Updated January 18
The U.S. State Department approved the sale of Patriot and HAWK missile system services to Saudi Arabia at an estimated cost of $500 million, the Defense Security Cooperation said in a press release.
“The Government of the Kingdom of Saudi Arabia has requested a possible purchase for continued participation, technical assistance, and support in the Patriot Legacy Field Surveillance Program (FSP); the Patriot Advanced Capability 3 (PAC-3) FSP; and the Patriot Engineering Services Program (ESP),” the Wednesday, January 17 release said.
Patriot and HAWK Missile System spare parts, repairs, and other support is included.

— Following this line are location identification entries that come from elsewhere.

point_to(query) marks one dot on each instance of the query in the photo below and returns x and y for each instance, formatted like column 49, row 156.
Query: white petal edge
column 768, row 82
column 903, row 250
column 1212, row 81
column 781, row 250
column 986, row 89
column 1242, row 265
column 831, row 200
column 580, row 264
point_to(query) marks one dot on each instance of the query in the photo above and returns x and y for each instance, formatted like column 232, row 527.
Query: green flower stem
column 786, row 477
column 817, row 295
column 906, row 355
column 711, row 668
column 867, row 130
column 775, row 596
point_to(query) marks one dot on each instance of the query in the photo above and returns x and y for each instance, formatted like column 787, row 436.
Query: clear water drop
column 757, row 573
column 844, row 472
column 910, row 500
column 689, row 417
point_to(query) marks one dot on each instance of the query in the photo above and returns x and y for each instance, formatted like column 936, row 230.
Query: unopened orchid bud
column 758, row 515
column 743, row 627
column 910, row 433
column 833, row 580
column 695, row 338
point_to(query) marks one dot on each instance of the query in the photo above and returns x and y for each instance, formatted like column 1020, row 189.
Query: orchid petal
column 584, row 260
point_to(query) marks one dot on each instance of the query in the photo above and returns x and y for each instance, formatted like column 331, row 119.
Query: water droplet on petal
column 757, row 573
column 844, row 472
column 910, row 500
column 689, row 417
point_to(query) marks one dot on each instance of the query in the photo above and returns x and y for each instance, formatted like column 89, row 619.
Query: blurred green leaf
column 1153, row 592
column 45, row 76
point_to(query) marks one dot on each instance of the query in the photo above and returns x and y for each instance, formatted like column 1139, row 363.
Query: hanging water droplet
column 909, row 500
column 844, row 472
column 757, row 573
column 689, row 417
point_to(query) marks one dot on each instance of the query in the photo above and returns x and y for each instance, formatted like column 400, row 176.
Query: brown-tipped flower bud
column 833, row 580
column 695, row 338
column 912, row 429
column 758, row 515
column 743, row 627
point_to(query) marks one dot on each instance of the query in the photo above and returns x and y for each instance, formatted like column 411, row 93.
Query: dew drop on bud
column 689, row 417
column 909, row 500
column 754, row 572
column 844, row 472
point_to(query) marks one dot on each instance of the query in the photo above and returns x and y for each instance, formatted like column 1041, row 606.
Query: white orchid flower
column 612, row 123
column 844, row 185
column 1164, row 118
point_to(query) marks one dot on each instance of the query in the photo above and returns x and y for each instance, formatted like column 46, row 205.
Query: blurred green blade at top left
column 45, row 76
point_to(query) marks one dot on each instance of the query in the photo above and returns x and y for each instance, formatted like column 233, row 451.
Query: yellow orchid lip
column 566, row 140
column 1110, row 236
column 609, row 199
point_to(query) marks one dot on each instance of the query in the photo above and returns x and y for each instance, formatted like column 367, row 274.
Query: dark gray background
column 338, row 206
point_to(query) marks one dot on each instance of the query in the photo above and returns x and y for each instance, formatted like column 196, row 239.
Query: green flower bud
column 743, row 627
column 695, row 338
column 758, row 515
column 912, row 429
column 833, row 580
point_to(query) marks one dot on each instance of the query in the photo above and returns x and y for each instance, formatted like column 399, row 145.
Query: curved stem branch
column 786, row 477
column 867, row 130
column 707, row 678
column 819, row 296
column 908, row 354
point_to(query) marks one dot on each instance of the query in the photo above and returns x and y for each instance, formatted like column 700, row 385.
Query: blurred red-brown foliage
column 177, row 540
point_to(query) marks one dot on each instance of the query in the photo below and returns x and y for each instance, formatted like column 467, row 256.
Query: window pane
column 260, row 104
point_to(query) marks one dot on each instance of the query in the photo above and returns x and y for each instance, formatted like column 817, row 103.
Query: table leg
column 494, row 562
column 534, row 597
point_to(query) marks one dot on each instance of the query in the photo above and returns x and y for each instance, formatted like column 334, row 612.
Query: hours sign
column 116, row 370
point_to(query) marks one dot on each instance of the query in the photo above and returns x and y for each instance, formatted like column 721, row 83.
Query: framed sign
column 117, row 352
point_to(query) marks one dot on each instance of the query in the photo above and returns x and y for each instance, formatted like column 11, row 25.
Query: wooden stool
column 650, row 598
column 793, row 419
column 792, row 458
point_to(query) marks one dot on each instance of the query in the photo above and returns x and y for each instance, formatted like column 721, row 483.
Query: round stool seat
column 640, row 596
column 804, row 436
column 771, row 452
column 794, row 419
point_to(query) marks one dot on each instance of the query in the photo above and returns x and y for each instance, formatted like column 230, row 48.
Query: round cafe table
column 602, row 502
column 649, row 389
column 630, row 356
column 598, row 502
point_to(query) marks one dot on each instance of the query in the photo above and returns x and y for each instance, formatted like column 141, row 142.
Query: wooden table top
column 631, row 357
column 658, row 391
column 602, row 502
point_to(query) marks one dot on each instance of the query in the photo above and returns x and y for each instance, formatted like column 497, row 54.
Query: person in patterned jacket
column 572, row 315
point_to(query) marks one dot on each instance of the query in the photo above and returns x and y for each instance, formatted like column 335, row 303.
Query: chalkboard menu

“This proposed sale will support U.S. foreign policy and national security objectives by helping to improve the security of a friendly country which has been, and continues to be, an important force for political stability and economic growth in the Middle East,” DSCA added.
The principal contractors are Lockheed Martin for the Field Surveillance Program and Raytheon for the Engineering Services Program.
Documents lodged with the U.S. Congress by the State Department say the Field Surveillance Program programs assist foreign governments to maintain system readiness. They include Stockpile Reliability Test and Missile Recertification programs.
The Engineering Services Program grants access to information including engineering changes in development and under consideration, Post Deployment Build software, and a “comprehensive program to address the issue of loss of sources of supply and advanced technology and their impact on availability of components.”
“A determination has been made that Saudi Arabia can provide substantially the same degree of protection for the sensitive technology being released as the U.S. Government,” the documents say, warning that “the information could be used to develop countermeasures or equivalent systems that might reduce weapon system effectiveness or be used in the development of a system with similar or advanced capabilities.”
The U.S. has approved a number of major arms sales to Saudi Arabia over recent months and a number of contracts have been issued.
In December, Raytheon was awarded a $302 million contract to produce 618 AGM-154C Joint Standoff Weapon glide bombs for Saudi Arabia. Later that month, Lockheed Martin won a $945 million contract to produce Patriot missiles for the US, Qatar and Saudi Arabia, and Boeing was awarded a $480 million contract for repair support services for Saudi Arabia’s F-15 fleet.
In October, the U.S. approved the sale of the THAAD missile defense system, a deal estimated to be worth $15 billion.
This post was updated on January 18 to include information from documents sent to Congress.